His trial opened in the town of Aliaga, some 38 miles north of the Aegean coastal city of Izmir, a year and half after his arrest, with court officials reading the prosecutors' indictment. North Carolina Senator Thom Tillis and Sam Brownback, U.S. ambassador-at-large for religious freedoms were observing the trial, Turkey's private Dogan news agency reported.

Brownback told reporters during a recess on Monday that U.S.-Turkish relations would be affected if Brunson remained in prison.


"The United States cares deeply about our relationship with Turkey," Brownback said, according to the Reuters news agency. "That relationship is going to have difficulty moving forward as long as Andrew Brunson is incarcerated."

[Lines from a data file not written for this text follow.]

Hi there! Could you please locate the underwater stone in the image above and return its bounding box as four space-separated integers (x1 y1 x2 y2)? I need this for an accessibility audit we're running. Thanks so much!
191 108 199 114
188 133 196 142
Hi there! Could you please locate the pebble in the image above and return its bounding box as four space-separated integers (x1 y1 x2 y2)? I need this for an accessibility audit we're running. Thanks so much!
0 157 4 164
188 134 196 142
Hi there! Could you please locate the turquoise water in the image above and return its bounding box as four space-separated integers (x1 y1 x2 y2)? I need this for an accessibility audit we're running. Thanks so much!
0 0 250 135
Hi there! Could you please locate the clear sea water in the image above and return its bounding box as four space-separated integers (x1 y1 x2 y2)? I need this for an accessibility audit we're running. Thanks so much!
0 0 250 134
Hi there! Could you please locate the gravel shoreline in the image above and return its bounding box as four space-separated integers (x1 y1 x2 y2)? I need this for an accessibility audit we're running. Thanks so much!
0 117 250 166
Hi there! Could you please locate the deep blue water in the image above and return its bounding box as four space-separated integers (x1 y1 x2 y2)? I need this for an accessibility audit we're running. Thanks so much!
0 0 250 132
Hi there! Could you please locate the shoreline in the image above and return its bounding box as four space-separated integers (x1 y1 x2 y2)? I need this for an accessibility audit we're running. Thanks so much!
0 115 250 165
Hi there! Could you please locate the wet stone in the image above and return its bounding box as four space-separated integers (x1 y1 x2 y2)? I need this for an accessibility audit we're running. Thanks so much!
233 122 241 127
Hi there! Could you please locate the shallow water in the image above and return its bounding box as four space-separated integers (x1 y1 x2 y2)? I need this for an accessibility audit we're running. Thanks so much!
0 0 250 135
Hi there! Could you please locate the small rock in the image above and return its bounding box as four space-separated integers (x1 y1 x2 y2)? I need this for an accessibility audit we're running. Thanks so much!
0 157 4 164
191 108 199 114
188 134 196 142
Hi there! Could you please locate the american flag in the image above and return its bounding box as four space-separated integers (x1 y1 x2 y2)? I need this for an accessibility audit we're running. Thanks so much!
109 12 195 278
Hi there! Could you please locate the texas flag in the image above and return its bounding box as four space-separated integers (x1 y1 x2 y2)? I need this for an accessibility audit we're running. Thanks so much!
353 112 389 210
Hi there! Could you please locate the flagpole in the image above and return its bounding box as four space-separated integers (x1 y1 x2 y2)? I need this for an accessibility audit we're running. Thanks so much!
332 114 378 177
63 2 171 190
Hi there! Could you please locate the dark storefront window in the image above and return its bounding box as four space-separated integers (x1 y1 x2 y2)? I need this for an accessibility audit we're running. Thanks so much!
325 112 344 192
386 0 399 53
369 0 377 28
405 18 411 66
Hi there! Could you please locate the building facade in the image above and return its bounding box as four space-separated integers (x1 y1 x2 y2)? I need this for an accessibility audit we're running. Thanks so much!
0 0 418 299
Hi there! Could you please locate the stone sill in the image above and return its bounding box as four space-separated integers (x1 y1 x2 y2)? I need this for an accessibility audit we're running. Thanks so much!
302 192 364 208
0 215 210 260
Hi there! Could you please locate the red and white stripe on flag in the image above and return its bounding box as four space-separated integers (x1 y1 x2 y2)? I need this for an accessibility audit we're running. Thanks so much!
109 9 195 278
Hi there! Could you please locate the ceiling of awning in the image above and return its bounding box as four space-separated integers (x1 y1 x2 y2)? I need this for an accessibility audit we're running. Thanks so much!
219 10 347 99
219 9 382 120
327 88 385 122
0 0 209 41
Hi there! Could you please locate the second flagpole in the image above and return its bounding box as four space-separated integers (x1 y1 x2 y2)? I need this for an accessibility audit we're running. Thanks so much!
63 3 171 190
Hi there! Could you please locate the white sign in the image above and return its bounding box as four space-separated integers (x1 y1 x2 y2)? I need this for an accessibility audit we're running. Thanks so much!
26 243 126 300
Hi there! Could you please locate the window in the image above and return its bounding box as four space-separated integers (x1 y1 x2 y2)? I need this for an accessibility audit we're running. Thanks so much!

Prosecutors are seeking 15 years in prison against the pastor for alleged crimes committed in the name of Gulen's group and the PKK, and a further 20 years for allegedly obtaining state secrets for political and military spying purposes using his religious work as cover.

The indictment -- based on the testimonies of witnesses, including three secret ones, and alleged digital evidence -- claims the pastor worked to convert Kurds to Christianity to sow discord.


U.S. officials have repeatedly called for Brunson's released, and President Donald Trump has asked Turkish President Recep Tayyip Erdogan to have his government "expeditiously" return the pastor to the U.S.


Erdogan fired back at Washington, demanding that the U.S. return Gulen to Turkey.

"Give him (Gulen) to us, and we will try (Brunson) and return him," Erdogan said last year.


Gulen, who lives in Pennsylvania, has denied involvement in the coup.


Brunson's lawyer, Ismail Cem Halavurt, told The Associated Press on Sunday he expects the pastor's acquittal, arguing that the "weak" indictment lacks sufficient evidence to make the case hold up in court.